Questa scarsa trasparenza e indisponibilità al dibattito, confermano i dubbi e le perplessità sulla reale portata di questo provvedimento. La mancanza di una dettagliata definizione completa dei compiti lascia spazio a ipotesi che delineano un quadro molto più inquietante.
In primo luogo, è vero che escludendo dalle competenze della Spa le attività negoziali “direttamente correlate all’operatività delle Forze Armate” dovrebbero essere preclusi gli armamenti, ma il mercato delle armi è talmente vasto e spesso non automaticamente ascrivibile alla definizione di arma: basti pensare a un camion, a un radar; c’è poi un indotto di pezzi di ricambio che non hanno sicuramente un fatturato irrilevante, ma soprattutto essendo tutto collegato al settore bellico, non può assolutamente essere escluso dal controllo pubblico.

QUESTIONI APERTE
Altro aspetto rilevante è la questione dei dipendenti civili delle Difesa.
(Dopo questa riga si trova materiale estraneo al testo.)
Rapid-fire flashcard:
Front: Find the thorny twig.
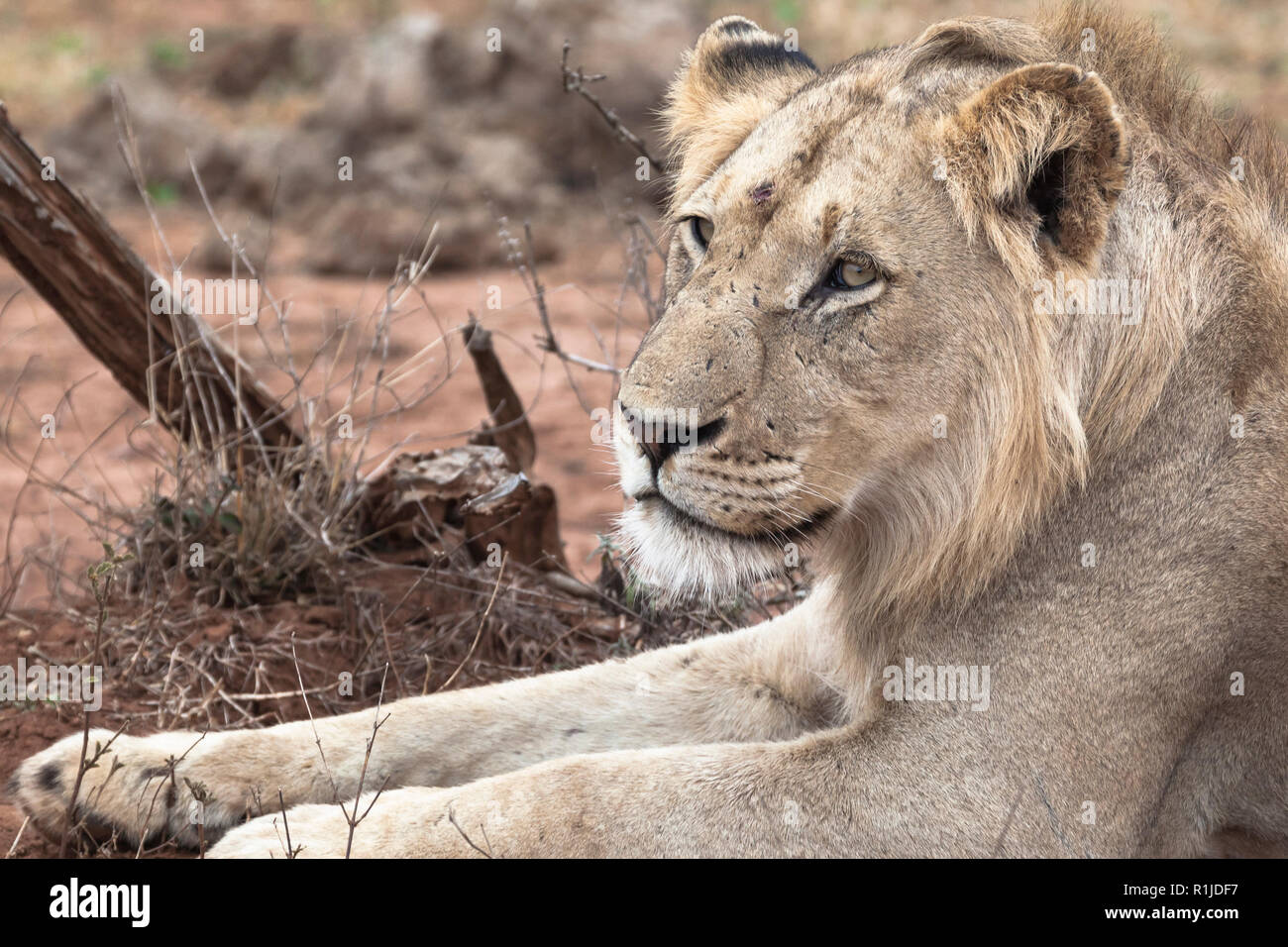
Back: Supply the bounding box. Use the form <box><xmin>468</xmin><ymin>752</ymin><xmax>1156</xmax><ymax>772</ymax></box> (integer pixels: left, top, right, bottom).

Niente è stato detto sulle prospettive di lavoro dei 33.000 dipendenti civili impiegati nelle aree tecnico industriali-operative e amministrative del Ministero. Non sappiamo quali e quante professionalità e con quali mansioni saranno spostate verso la futura Spa. Considerando che la legge prevede che “il rapporto di lavoro del personale dipendente della società è disciplinato dal diritto privato” che notoriamente prevede meno tutele di quello pubblico, la questione non è indifferente.
Altro rischio è quello che anziché valorizzare le competenze interne dei civili, che hanno anche costi minori, si vada sempre più verso l’esternalizzazione dei servizi, con il rischio che una centrale di committenza apra la strada ad appalti senza bando, con tutti i rischi che abbiamo visto nella vicenda della Protezione Civile.
Se poi non poniamo paletti certi alle esternalizzazioni, si potrebbe anche arrivare ai “contractors” cioè compagnie private per la sicurezza, pagate per fare la guerra.
Ancora più complessa è la gestione e la valorizzazione del patrimonio immobiliare. Un patrimonio di 4 miliardi che rischia d’ingrossare gli appetiti di alcuni speculatori a scapito dell’interesse collettivo, si tratti di immobili con un valore storico e culturale o di interesse sociale.
Il combinato disposto della ripresa di costruzioni di centrali nucleari e la possibilità per la Difesa di costruire centrali energetiche nei suoi terreni, ovviamente fuori dal controllo degli enti locali, potrebbe far sì che i nuovi funghi atomici spuntino proprio su aree militari, con tutto quello che ne consegue. Certo non è scritto, ma non escluso!
Avvisaglie di quello che potrebbe accadere sono arrivate subito con l’invio della portaerei Cavour per portare soccorso ai terremotati di Haiti. Senza entrare nel merito estremamente discutibile della missione, ci limitiamo a evidenziare alcune incongruità legate al tema che stiamo trattando.
Perché spostare una portaerei che costa dai 100 ai 200 mila euro al giorno (a seconda se è in navigazione o ferma in porto) per una operazione del genere? E perché fare tappa in Brasile per imbarcare vertici militari locali? Domande cadute nel vuoto della politica italiana.
Il governo Berlusconi, dopo aver ceduto il mercato l’acqua negli artigli del privato, ora lo fa con la Difesa. Anche questa volta con la scusa di una maggiore efficienza. Ma la gestione privatistica non si addice minimamente a un settore delicato e strategico come la difesa dove, più che altrove, sono fondamentali la trasparenza e il controllo pubblico.